Semaglutide‐Induced Hepatic Injury: A Rare Case of Drug Induced Liver Injury
Rupayan Kundu, Lyudmila Shtoff

TL;DR
A rare case of liver injury possibly caused by semaglutide, a diabetes drug, is reported despite its generally hepatoprotective effects.
Contribution
This paper reports a rare case of semaglutide-induced liver injury, highlighting a potential idiosyncratic adverse effect.
Findings
A middle-aged male with no liver disease history showed elevated liver enzymes linked to semaglutide use.
Discontinuation of semaglutide led to a rapid decline in transaminase levels, supporting a drug-induced liver injury diagnosis.

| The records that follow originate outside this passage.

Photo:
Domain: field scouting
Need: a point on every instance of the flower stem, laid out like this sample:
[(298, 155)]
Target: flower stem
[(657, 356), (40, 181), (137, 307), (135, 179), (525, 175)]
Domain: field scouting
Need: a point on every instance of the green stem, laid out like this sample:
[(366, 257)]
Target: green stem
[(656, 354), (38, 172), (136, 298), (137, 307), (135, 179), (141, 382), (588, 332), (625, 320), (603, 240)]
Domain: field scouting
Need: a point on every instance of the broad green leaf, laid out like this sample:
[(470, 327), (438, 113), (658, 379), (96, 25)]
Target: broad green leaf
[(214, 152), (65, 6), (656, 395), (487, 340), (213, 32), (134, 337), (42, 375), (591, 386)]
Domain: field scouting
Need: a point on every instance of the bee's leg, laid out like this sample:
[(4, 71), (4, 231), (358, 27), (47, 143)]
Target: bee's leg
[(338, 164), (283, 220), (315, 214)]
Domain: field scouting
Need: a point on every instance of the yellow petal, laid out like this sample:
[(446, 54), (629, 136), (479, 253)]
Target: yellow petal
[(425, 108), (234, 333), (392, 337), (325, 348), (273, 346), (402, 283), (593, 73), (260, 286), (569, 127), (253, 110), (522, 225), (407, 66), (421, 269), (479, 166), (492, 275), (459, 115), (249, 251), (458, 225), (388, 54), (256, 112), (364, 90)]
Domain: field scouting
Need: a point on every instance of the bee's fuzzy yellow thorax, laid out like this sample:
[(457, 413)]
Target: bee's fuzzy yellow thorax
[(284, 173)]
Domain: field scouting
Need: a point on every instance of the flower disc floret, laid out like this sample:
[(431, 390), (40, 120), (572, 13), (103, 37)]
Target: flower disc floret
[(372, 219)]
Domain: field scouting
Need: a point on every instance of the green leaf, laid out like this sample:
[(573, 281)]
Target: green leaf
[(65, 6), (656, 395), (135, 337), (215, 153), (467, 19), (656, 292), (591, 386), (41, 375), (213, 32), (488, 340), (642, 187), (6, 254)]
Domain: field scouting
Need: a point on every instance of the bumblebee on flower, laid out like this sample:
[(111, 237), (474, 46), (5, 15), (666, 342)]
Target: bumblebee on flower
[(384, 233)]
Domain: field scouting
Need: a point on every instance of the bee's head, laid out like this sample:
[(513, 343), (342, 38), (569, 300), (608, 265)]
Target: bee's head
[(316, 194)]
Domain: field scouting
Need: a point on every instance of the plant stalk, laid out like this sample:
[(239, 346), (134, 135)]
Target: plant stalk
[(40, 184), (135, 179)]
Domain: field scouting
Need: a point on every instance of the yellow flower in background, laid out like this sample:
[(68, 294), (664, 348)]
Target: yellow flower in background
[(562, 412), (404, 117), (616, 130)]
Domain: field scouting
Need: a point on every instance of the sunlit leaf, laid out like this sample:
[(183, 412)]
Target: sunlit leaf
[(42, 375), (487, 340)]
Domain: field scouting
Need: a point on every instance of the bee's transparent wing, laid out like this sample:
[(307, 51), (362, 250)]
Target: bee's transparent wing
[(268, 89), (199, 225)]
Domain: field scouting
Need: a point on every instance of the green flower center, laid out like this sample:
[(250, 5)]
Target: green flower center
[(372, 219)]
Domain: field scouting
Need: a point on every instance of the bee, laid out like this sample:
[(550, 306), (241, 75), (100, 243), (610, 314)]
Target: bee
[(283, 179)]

The mechanism of injury remains unclear but may involve metabolic stress or biliary dysfunction.
Abstract
Semaglutide, a glucagon‐like peptide‐1 (GLP‐1) receptor agonist, is widely used for type 2 diabetes mellitus and has demonstrated hepatoprotective effects. However, this case highlights a rare instance of possible drug‐induced liver injury (DILI) temporally linked to its use. A middle‐aged male with well‐controlled diabetes, social alcohol use, and no history of liver disease presented with asymptomatic elevations in alanine transaminase (ALT) and aspartate aminotransferase (AST). Extensive workup, including undetectable blood ethanol level, normal viral hepatitis panel, and unremarkable liver ultrasound, revealed no alternative etiology. Given the temporal association and absence of other factors, semaglutide was suspected as the culprit, leading to its discontinuation. A rapid decline in transaminase levels upon withdrawal supported this diagnosis. Although semaglutide is primarily…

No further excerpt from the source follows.